There's probably some people that have heard of Kimbo...he's an unground fighter that does street fights for money....he's a body guard for a porn site... and right now his trying to get himself in the UFC....i personally think he would get smashed by the UFC heavyweights....hes all stand up and no ground game......what are your opinions??


----------



## edinburgheire (Feb 23, 2007)

He's fighting in a few weeks, so you will have a better idea on things then, what you meana bouncer for a porn site?.


----------



## southpaw447 (Mar 21, 2007)

he's actually not in UFC he's in some other org. i don't think he would go very far in mma but he's got cash cow written all over him


----------



## southpaw447 (Mar 21, 2007)

edinburgheire said:


> He's fighting in a few weeks, so you will have a better idea on things then, what you meana bouncer for a porn site?.


He's head of Security for MIlf Hunter Productions


----------



## edinburgheire (Feb 23, 2007)

southpaw447 said:


> he's actually not in UFC he's in some other org. i don't think he would go very far in mma but he's got cash cow written all over him


Who said he was, ?


----------



## FightNight (May 10, 2007)

yeah idk i was reading up on him a while back on his home page and said he was a body guard for a pretty big porn site...


----------



## FightNight (May 10, 2007)

southpaw447 said:


> He's head of Security for MIlf Hunter Productions


what he said ^


----------



## snook_crook (Jan 24, 2007)

Kimbo isnt very good, when he faught Shawn Gannon He left his head down and they were yelling no knees after he got hit with one he has no stamina.
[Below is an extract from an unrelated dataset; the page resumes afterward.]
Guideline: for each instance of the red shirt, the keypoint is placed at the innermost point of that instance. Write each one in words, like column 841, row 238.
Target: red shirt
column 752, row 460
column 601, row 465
Just like his buddy Ray who was beating the shit out of all these guys, until little 175 pound mma fighter jorge masdival got in there and rocked his world, their both better than street fighters but they are not at the mma level.


----------



## FightNight (May 10, 2007)

snook_crook said:


> Kimbo isnt very good, when he faught Shawn Gannon He left his head down and they were yelling no knees after he got hit with one he has no stamina. Just like his buddy Ray who was beating the shit out of all these guys, until little 175 pound mma fighter jorge masdival got in there and rocked his world, their both better than street fighters but they are not at the mma level.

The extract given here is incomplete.